DÚVIDAS

Sobre maiúsculas iniciais na forma por extenso das siglas (escrita académica)
Normalmente, quando uma sigla é citada pela primeira vez, ela vem com seu significado, com as letras iniciais em maiúsculo. Por exemplo: «A END — Estrutura Nominal do Discurso — é criada com a finalidade...» Assim, ao longo do texto eu posso referenciar à sigla "END" diretamente. Por outro lado, há situações em que é preferível escrevê-la por extenso («Estrutura Nominal do Discurso»). Minha dúvida é: quando eu referencio uma sigla por extenso (que já foi definida anteriormente, como no exemplo acima), devo fazê-lo com as letras iniciais em maiúsculo ou em minúsculo? Na primeira vez em que ela é citada, obviamente deve ser em maiúsculo, mas nas demais? Um exemplo de continuação da frase acima seria: «Sabe-se que a estrutura nominal do discurso é muito útil para...» — minúsculo ou maiúsculo? Obrigada.

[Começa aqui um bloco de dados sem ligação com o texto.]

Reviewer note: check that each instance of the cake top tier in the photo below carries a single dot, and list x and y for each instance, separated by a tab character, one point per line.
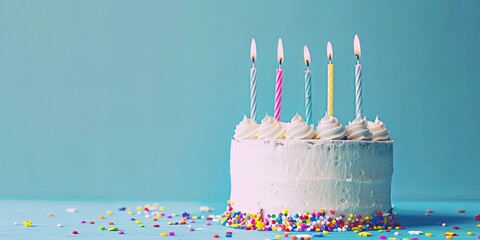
328	128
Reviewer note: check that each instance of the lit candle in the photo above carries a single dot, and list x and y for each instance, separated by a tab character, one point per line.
358	77
278	81
308	86
253	82
330	79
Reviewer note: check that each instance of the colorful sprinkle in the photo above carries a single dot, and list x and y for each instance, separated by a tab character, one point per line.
364	234
325	221
71	210
27	223
415	232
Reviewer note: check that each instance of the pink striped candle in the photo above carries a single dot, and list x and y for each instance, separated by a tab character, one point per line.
278	81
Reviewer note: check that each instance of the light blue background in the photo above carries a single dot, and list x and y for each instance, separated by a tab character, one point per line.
139	99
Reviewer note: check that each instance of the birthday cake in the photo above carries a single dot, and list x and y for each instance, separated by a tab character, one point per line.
334	172
295	177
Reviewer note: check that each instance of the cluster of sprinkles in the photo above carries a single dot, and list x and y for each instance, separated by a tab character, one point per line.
285	225
321	221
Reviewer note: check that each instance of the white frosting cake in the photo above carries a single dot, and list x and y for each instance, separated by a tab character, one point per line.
276	166
308	175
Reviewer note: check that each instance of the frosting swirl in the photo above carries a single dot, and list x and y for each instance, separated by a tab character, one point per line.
246	129
358	130
298	129
270	128
330	129
378	130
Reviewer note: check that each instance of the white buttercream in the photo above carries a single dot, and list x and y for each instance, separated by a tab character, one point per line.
270	129
358	130
307	175
378	130
330	129
298	129
246	129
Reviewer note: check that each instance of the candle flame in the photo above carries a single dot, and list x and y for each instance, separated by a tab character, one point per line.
253	50
356	46
280	51
329	51
306	55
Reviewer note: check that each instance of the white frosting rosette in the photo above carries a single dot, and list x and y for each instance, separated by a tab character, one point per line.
298	129
246	129
358	130
271	129
330	129
378	130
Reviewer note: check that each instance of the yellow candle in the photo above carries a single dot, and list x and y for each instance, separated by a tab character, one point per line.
330	79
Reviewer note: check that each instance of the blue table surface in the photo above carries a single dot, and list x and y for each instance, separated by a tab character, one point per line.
411	214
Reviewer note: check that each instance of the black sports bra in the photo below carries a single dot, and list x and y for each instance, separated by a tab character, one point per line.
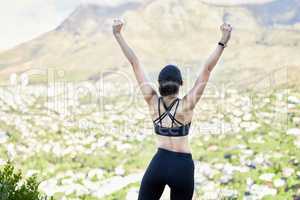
172	131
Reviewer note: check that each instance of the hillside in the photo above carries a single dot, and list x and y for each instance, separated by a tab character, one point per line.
266	38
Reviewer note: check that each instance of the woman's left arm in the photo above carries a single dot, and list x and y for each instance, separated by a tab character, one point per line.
147	90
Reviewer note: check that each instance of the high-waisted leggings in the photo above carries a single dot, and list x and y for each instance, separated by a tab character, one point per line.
168	168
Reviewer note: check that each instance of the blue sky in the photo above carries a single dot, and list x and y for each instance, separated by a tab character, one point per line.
22	20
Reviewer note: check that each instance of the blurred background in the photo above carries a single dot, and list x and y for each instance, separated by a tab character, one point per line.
70	110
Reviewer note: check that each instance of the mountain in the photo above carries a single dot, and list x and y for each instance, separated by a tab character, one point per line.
265	39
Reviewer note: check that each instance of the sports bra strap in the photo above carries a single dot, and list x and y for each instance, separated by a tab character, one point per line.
167	112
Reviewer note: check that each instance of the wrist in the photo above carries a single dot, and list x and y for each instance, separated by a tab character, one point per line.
117	34
221	44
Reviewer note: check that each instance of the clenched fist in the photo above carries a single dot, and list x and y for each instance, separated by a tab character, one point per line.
226	33
117	26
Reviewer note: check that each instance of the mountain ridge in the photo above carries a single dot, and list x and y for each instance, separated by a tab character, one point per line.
83	45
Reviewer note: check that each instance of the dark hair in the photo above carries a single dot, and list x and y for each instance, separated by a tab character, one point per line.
169	80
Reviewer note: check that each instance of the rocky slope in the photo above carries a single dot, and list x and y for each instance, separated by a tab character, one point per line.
265	40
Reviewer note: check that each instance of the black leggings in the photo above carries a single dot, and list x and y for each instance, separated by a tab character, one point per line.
168	168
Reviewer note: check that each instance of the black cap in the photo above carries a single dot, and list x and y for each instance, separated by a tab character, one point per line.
170	73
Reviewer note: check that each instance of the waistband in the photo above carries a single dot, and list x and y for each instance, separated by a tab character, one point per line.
173	153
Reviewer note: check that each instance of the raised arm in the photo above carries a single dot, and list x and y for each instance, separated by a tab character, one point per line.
192	98
147	90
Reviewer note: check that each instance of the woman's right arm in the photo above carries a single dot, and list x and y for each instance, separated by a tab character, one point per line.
192	98
147	90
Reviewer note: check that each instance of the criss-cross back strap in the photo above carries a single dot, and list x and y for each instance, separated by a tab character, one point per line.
167	111
172	117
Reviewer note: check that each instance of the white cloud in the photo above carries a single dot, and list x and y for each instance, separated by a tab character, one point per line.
236	2
23	20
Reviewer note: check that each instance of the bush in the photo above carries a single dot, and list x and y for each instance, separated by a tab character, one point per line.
13	187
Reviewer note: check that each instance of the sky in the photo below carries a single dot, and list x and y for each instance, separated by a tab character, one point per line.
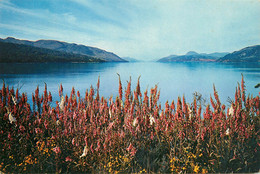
142	29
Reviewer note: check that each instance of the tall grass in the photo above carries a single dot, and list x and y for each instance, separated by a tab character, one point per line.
130	134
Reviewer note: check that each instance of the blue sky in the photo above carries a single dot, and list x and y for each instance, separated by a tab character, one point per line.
143	29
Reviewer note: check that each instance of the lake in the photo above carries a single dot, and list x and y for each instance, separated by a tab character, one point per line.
173	79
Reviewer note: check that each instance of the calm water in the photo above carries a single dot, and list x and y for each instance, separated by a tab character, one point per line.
173	79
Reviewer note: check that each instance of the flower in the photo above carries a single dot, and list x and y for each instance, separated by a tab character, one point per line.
227	131
131	149
68	159
231	111
57	149
196	169
11	118
135	122
152	120
85	151
62	103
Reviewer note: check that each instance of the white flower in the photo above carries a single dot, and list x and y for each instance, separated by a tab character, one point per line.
231	111
62	103
85	151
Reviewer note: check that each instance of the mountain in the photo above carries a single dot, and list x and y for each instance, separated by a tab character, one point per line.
130	59
248	54
21	53
192	56
69	48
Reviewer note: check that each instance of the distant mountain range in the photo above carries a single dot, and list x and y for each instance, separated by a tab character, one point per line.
20	53
193	56
130	59
71	51
248	54
16	50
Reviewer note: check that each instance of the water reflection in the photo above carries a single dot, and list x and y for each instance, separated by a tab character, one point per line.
173	79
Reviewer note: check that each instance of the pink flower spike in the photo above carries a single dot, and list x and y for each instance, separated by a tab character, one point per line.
68	159
56	150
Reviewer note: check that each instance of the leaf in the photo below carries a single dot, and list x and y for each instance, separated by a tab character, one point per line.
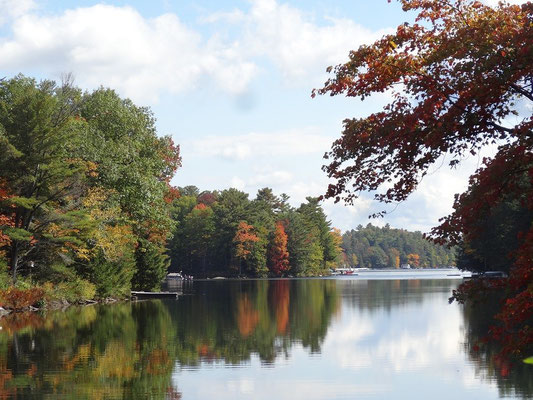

Escrita de símbolos químicos
Em revisões de texto de cariz científico – tenho dúvidas em relação à escrita de alguns símbolos. Foi-me indicado que os aniões como "Mg2+" ou outros devem ter a carga indicada e formatada de um modo superior à linha. A minha dúvida é se os números também se elevam. Especificamente "NaHCO3" – como deve ser formatado o algarismo 3? em frente às letras – na mesma linha, descido ou subido? É que já vi formatado das três formas, mesmo em documentos científicos. Muito obrigada.
Pronúncia do nome de uma língua da África do Sul: xhosa
Existe alguma regra, em português, para a pronúncia do nome da língua da África do Sul, escrita «xhosa»? Segundo informação que eu li, o grupo consoântico «xh» pronuncia-se (na própria língua, evidentemente) como um «clique lateral aspirado». Já ouvi pessoas da África do Sul e de Moçambique a pronunciar essa palavra, e para o nosso ouvido tem um som parecido com «cl» ou «tl». O que eu queria saber é se em casos desses a norma prescreve a pronúncia genuína [ˈkǁʰoːsa] (ou algo parecido), ou se é lícito pronunciar a palavra com as regras de pronúncia para a ortografia do português [ˈʃɔzɐ] (sinceramente, a pronúncia «chóza» choca-me um bocadinho...). Obrigado.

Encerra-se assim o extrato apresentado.